En encourageant l’organisation à persévérer sur le noble chemin de l’humanitaire, les intervenants ont balisé les pistes des futures interventions du Collectif. Naturellement, c’est un grand chantier qui va s’ouvrir dans le pays, notamment dans les régions du Nord, après la signature d’un accord définitif de paix et de réconciliation le 15 mai prochain. Accueillir les déplacés et des les réfugiés et créer les conditions de reprise de leurs activités est tout un défi en soi. Cela risque de prendre du temps, durant lequel il faut non seulement un accompagnement psychologique, mais aussi social et financier car certains ont tout perdu en quittant leur résidence.

Même si l’espoir doit être de mise, le chemin de la paix sera aussi jalonné de difficultés. Surtout que l’insécurité et la vulnérabilité glissent quotidiennement vers les femmes et les enfants. Cette situation interpelle donc les humanitaires, notamment Cri de cœur.

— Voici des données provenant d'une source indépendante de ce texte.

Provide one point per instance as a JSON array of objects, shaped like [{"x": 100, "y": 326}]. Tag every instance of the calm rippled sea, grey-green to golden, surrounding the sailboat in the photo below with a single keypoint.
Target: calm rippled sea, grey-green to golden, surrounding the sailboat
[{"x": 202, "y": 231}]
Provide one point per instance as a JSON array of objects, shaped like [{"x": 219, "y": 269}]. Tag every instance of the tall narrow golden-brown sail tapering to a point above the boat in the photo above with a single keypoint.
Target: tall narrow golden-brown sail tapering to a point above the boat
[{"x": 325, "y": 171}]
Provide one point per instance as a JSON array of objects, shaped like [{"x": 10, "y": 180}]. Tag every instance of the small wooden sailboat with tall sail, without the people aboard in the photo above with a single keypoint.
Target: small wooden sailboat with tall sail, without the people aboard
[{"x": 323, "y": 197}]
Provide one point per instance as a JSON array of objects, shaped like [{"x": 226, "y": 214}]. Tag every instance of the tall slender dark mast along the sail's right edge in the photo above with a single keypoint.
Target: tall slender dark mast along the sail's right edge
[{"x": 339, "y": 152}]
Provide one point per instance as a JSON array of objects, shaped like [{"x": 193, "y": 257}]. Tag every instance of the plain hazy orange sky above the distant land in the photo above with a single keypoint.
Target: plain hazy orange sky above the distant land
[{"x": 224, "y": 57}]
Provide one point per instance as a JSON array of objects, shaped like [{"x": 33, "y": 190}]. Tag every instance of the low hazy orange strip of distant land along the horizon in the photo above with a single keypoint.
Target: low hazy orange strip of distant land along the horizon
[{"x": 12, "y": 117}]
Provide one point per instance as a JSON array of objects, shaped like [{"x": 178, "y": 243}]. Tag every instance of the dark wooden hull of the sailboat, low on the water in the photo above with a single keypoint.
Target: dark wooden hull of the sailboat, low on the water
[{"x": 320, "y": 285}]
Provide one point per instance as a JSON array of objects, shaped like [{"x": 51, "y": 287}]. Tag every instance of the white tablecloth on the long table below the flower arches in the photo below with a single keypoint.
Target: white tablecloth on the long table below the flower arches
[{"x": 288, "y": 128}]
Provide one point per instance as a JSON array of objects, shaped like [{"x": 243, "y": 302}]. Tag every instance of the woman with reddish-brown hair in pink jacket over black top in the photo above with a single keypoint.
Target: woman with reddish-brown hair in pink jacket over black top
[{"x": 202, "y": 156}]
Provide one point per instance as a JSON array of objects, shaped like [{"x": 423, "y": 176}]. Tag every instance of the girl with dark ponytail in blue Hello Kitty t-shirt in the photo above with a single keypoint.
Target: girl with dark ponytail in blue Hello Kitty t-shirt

Un savoir-faire à faire prévaloir dans l’humanitaire

Comme conseillé par Adama N. Diarra, le Collectif doit profiter du vécu du terrain pour approcher les autorités, les partenaires techniques et financiers afin de mettre en avant son expérience, donc son savoir-faire, qui est un atout incontestable face aux nouveaux défis. Les responsables du Collectif sont conscients des nouveaux défis et surtout des enjeux du futur. D’où la convocation d’une assemblée générale extraordinaire pour évaluer les actions menées, baliser le chemin pour de nouveaux engagements et se repositionner sur d’autres fronts de consolidation de la paix en gestation. «Cette relance est un devoir vis-à-vis de nos populations… Les besoins sont énormes et nous devons nous préparer à continuer à combler leurs nombreuses et légitimes attentes», assure le président Almahady Moustapha Cissé.

Cette rencontre (assemblée générale extraordinaire) a donc permis au Collectif de s’inscrire dans la continuité des actions engagées, tout en s’accordant des possibilités d’ouverture, notamment vers le développement durable, permettant aux populations bénéficiaires de définitivement tourner la page des crises qui entravent le développement de leurs régions respectives, voire de leur pays, le Mali.

Ainsi le toilettage des textes (statuts et règlement intérieur) a permis à l’organisation humanitaire de se doter d’un nouveau Conseil d’administration et d’une Direction exécutive présidés (les deux instances de gestion) par Almahady Moustapha Cissé, reconduit pour un mandat de trois ans. Dans les jours à venir, le Conseil d’administration va valider le Plan d’actions 2015-2016.

Au sortir de cette assemblée générale extraordinaire, les participants ne cachaient pas leur satisfaction d’avoir impulsé une nouvelle dynamique à ce Collectif afin de lui permettre de consolider ses acquis et de faire face aux nouveaux défis de l’après-accord d’Alger.